- Born: 1 January 1982 (age 44)
- Citizenship: Senegal
- Occupations: Screenwriter; Film director; Journalist;

= Kalista Sy =

Senegalese screenwriter

Kalista Sy (born about 1985) is a Senegalese screenwriter known for writing and producing the TV series Mistress of a Married Man (Maîtresse d'un homme marié, 2019–present). The series is set in Dakar and premiered on Marodi TV Sénégal in January 2019.

== Career ==
In January 2019 the first episode of Mistress of a Married Man aired on Marodi TV Sénégal and went viral in Africa on YouTube.

Sy's show focuses on the lives of everyday Senegalese women. The show's storylines, including sex, infidelity, domestic abuse, and polygamy, which are not usually covered in Senegalese media, have resulted in controversy. The series' frank discussion of female sexual freedom led to Islamic clerics calling for it to be banned.

Professor Marame Gueye wrote of Sy that, "Her female cast does not practice the widely accepted skin bleaching prominently featured in earlier series as the standard of beauty for Senegalese women.

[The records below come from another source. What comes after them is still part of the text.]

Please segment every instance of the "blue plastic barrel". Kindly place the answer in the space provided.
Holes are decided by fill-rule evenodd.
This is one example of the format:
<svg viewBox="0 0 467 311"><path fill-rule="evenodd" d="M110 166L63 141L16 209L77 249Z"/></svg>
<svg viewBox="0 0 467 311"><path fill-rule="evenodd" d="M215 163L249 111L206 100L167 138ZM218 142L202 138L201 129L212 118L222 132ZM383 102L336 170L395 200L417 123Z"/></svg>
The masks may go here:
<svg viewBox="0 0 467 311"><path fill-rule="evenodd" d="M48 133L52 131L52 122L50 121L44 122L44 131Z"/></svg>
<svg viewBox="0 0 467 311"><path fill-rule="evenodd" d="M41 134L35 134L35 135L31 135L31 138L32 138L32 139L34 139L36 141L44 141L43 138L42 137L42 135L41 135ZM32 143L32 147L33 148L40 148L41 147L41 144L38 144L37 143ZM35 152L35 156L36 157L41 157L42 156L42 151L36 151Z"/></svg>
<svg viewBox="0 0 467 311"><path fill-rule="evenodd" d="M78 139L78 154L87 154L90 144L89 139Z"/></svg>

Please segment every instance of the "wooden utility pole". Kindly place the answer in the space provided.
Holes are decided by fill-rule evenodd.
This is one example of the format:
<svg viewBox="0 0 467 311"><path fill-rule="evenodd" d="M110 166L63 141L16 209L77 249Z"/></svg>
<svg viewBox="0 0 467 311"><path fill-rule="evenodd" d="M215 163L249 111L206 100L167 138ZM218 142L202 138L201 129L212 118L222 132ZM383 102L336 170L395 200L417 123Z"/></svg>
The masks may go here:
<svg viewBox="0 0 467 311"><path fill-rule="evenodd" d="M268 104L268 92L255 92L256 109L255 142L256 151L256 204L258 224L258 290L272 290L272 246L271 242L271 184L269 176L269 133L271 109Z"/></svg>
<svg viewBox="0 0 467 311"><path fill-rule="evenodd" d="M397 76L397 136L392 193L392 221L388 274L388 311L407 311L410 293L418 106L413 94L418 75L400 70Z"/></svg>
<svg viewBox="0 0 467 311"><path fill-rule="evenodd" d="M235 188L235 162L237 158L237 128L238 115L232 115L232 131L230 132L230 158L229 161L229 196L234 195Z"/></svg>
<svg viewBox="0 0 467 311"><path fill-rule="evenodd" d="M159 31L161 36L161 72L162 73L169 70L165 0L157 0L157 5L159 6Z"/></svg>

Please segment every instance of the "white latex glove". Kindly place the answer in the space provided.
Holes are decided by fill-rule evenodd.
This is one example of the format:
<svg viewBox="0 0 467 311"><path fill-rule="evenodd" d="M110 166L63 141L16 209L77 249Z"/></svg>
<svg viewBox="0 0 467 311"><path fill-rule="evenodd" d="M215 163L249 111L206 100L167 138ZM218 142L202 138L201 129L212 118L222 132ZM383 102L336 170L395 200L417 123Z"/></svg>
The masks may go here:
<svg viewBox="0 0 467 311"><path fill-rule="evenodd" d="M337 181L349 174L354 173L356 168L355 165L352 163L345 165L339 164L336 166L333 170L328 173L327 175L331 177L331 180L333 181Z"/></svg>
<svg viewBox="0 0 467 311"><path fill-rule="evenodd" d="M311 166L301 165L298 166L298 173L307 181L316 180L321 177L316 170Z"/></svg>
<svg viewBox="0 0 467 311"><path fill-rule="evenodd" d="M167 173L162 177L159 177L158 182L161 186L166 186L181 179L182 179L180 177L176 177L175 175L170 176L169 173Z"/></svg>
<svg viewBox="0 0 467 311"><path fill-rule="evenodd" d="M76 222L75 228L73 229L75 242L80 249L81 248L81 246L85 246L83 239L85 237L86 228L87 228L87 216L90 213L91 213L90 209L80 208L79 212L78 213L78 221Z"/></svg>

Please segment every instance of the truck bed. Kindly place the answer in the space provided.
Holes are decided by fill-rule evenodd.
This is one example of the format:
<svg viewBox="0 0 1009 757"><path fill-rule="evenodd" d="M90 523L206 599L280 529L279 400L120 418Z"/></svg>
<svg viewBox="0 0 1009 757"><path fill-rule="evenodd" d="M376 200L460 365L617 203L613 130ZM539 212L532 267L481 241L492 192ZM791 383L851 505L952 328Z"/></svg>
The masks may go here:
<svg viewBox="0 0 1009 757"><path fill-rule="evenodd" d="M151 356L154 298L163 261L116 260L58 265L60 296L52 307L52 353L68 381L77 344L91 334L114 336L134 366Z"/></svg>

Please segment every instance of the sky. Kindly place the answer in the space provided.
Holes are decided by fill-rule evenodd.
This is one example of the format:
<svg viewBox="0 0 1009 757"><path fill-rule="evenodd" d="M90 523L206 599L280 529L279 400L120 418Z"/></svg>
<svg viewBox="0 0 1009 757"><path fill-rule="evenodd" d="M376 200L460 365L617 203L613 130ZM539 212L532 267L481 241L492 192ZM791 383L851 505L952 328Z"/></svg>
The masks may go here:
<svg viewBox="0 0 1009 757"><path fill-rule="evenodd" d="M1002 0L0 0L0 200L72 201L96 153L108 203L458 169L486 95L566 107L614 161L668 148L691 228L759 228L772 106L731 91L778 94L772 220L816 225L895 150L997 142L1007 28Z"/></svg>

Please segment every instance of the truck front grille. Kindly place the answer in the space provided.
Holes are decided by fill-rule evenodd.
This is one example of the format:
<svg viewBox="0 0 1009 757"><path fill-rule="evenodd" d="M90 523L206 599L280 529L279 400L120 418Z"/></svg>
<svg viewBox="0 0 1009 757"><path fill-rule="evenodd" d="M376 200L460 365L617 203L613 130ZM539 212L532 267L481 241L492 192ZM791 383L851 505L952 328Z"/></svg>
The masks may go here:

More importantly, the series puts women’s experiences at the center of its storyline. Marème and her cohort are ambitious women with jobs and their lives do not center exclusively on their relationships with men."

In 2019, she was listed among the BBC's 100 Women.

Sy is listed as a contributor to The Women Writers Handbook (2020).

== Personal life ==
Sy lives in Dakar, Sengal and is married to Medoune Diop, a computer scientist. She is a former television journalist.